Firms aren’t just scrutinizing marketing materials that are used regularly to ensure they comply with the requirements of the new rule. They are also drilling down on materials which may have been created for a specific investor or for a single usage to be sure they wouldn’t trip up compliance if the materials were used again.
One private fund general counsel said firms are going to have to “liberalize” some policies, such as past specific recommendations and testimonials, which are less restricted under the new rule. But policies regarding hypothetical performance, for example, will have to be amended to be much more conservative.
Among specific aspects of the new rule that are giving compliance officers headaches now is the flat prohibition on reporting gross performance without also including net performance.
The general counsel of a private equity firm said he is hoping for additional guidance coming from the SEC staff on any particular methodology they would propose for the calculation of gross performance before setting a final policy on reporting gross and net performance.
He said managers are considering using performance calculations that are often prepared on a bespoke basis for one or two investors, but these portfolio performance calculations are often labor-intensive, and so don’t represent a favorable solution.

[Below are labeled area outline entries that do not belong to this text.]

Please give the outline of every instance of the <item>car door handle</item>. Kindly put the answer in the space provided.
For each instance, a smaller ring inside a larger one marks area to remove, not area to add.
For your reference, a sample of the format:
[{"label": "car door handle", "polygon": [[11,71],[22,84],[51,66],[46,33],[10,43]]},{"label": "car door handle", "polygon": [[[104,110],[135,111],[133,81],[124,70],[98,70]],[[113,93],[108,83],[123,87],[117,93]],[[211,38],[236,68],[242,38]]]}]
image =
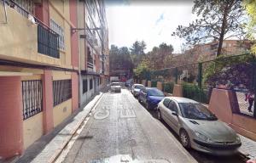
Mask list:
[{"label": "car door handle", "polygon": [[172,115],[177,116],[177,113],[175,111],[172,111]]}]

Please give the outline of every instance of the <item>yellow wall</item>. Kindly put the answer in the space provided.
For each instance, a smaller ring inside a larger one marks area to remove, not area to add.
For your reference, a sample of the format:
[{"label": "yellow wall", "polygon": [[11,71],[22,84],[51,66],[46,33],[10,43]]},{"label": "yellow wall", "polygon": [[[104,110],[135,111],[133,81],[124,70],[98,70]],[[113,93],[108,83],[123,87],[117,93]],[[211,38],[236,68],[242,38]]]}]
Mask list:
[{"label": "yellow wall", "polygon": [[53,81],[71,79],[71,72],[53,70],[52,71],[52,79],[53,79]]},{"label": "yellow wall", "polygon": [[61,123],[72,113],[72,99],[64,101],[53,109],[54,126]]},{"label": "yellow wall", "polygon": [[23,121],[24,149],[43,135],[43,113],[38,113]]},{"label": "yellow wall", "polygon": [[72,68],[69,1],[51,0],[49,6],[49,18],[64,30],[65,49],[60,50],[61,65],[61,67]]},{"label": "yellow wall", "polygon": [[[60,59],[38,53],[38,25],[7,6],[8,23],[0,25],[0,59],[60,65]],[[4,18],[0,5],[0,18]],[[22,32],[21,32],[22,31]]]}]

Fund managers can use a model advisory fee presentation of net performance in marketing materials, so long as the performance presented does not end up being better than it would be when the actual fee is deducted.
One option for firms is to simply take the delta between gross and net performance for each fund and use that percentage in marketing materials, noted the CFO and fund counsel at a private equity firm, but it is still a question firms are struggling with.
The new marketing rule eliminates the cash solicitation rule and allows the use of testimonials and endorsements with proper disclosures. For private equity firms, it’s not entirely certain whether testimonials of a portfolio company’s CEO would be permitted under the new rule. But speakers agreed that such endorsements and testimonials are outside the rule and don’t require disclosure.
However, one speaker said his firm is still taking a strict approach to the use of testimonials or endorsements from portfolio companies.
“While we don’t compensate those individuals, we do allow them to invest in our funds on a preferential basis. And so, I kind of feel like that’s fair game to disclose,” he noted.
PE sponsors are also struggling with the rule’s allowance for hypothetical performance and developing policies and procedures around it.
“One of the first things you need to do when developing a policy is to identify risk,” one CCO noted. “With hypothetical returns, I think the [SEC’s] adopting release is very helpful, especially when figuring out whether or not you end up detailing all of the risks you identified and what steps you’ve taken to try to mitigate them.”
Sponsors should be talking to investor relations professionals now about what assumptions are being made with hypotheticals, and why those assumptions are being used. The policies and procedures should be written to ensure that the hypothetical information is relevant to the financial situation, the investment guidelines or investment strategy, advised the general counsel.